The proposal that the FTC directly monitor insurers, to the extent this affects the “business of insurance,” is likely to be viewed as intruding upon areas that are, by law, reserved to the states, and therefore constituting a violation of McCarran Ferguson. Federal monitoring of issues relating to medical necessity and/or who defines it, pre-existing conditions and exclusions may be said to relate to core insurance activities. But, to the extent such issues are viewed as common laws issues, governed by the courts, and not within the jurisdiction of state insurance departments, there may be no intrusion on the business of insurance and no McCarran Ferguson prohibition.
Further, Section 2(b) of the Act contains the additional proviso that the Federal Trade Commission Act is applicable to the business of insurance to the extent that such business is not regulated by State law. Arguably, common law issues are not. This proviso may also be interpreted to extend to areas where state insurance departments have authority, but have failed to exercise independent judgment and control. See Federal Trade Commission v. Ticor Title Ins. Co. (S.Ct.1992).
Federal oversight of state administrative agencies, themselves, may be an impermissible and unconstitutional exercise of federal power over the states, precluded by the Tenth Amendment, which reserves to the States powers not delegated to the United States. As such, any exercise of FTC authority would probably have to be directed at monitoring insurance companies and not insurance departments. Since federal law has protected state regulation of insurance for over half a century, it is certain that a proposal to extend the oversight functions of the FTC to insurance, consistent with McCarran Ferguson, would be controversial.
Finally, the McCarran Ferguson Act was enacted in 1945, over 50 years ago. While its purposes are to give primacy to state regulation and provide insurers limited antitrust immunity, it has had the effect of insulating what is now a powerful industry from federal oversight. Conversely, the medical profession has become a target of antitrust price-fixing scrutiny when it seeks to collectivize to negotiate rates with insurers, particularly managed care entities. As an alternative to working within the Act, which is complex and difficult, one might seek to repeal the Act, at least with reference to health insurers, to permit unfettered federal oversight.
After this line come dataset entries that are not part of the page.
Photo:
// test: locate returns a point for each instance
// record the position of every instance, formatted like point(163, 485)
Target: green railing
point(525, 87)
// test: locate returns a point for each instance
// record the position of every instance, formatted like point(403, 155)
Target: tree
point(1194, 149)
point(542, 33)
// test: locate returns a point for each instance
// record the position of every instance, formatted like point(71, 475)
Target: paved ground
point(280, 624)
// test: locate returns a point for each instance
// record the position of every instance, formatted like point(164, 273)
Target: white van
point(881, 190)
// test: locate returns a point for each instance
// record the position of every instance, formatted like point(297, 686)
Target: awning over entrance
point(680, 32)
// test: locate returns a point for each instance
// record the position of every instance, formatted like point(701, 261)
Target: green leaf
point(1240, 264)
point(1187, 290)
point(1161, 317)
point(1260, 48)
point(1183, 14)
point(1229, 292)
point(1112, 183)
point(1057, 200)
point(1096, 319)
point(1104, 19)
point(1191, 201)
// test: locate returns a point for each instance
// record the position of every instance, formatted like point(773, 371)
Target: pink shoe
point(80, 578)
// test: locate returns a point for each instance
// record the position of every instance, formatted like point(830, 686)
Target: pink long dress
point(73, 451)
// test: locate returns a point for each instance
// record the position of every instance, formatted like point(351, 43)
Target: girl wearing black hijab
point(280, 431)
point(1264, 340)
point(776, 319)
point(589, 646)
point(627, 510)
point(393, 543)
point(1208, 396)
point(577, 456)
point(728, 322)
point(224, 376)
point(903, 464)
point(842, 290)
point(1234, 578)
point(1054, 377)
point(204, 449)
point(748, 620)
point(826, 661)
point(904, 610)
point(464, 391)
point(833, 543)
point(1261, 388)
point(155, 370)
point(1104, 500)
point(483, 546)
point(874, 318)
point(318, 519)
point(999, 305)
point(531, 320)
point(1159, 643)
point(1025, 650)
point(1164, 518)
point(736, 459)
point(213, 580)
Indeed, to the extent that state regulation of health insurance is aligned with insurers and to the extent that state enforcement has been less than satisfactory, repeal to rectify the imbalance may help us achieve national policy objectives of health care access and quality, as well as cost containment. This would give the federal government, i.e., the Justice Department Antitrust Division and the Federal Trade Commission, a far freer hand in oversight of an industry that has acquired an excess of power in health care affairs. As with many things that appear on the horizon, the way to implement such a proposal is by letters to one’s congresspersons.
R. Michael Kemler, J.D., LL.M., is in private practice in health care law based in Philadelphia and is a guest lecturer at the University of Pennsylvania School of Medicine.